Highly ordered TiO2 nanotube (TiNT) arrays were fabricated using an anodization process. Gold nanoparticles were supported onto the TiNTs using a modified deposition precipitation method. The pH, aging time and Au precursor concentration were manipulated to increase the Au dispersion and loading on the nanotubes. Cyclic voltammetry was used to measure the total nanotube and Au electrochemical surface areas, and to study the location of traps and active states in the photocatalyst. The performance of photoanodes was evaluated in a 3-electrode cell with a 1.0 M KOH electrolyte using a solar simulator (1.5 AM) and potentiostat/galvanostat. Scanning electron microscopy (SEM), transmission electron microscopy (TEM), and X-ray diffraction were used to characterize key properties of the materials, and optical absorption measurements were used to determine their bandgaps.

Titania nanotubes with a range of morphologies have been produced and the resulting electrodes showed improved efficiencies perhaps as a consequence of decreased recombination losses by enhancing capture of the light and better separating and transporting charge carriers. The incorporation of Au nanoparticles resulted in a slight reduction of the bandgap, which has been attributed to the existence of impurity levels between the band edges of the oxide. Introduction of the gold nanoparticles resulted in a significant improvement in the electrocatalytic properties. The photocurrent normalized by the Au active area increased dramatically as the size of Au particles decreased below 5 nm. This increase may have been a consequence of more effective hole transfer from TiO2 to Au, thereby enhancing the H2O oxidation rates. Experiments are under way to determine the structural and compositional character of active sites involved in H2O oxidation.
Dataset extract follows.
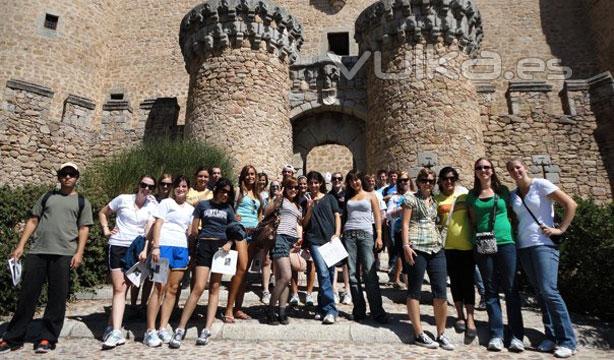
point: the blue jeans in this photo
(541, 264)
(326, 296)
(359, 245)
(499, 272)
Longer nanotubes provided higher photocurrents compared to TiO2 powders and short nanotubes. This was attributed to better separation of the charge carriers, as well as enhanced capture of the light. The incorporation of Au nanoparticles improved rates for water oxidation to produce hydrogen. Catalysts with smaller Au nanoparticles were significantly more active than those containing larger Au particles.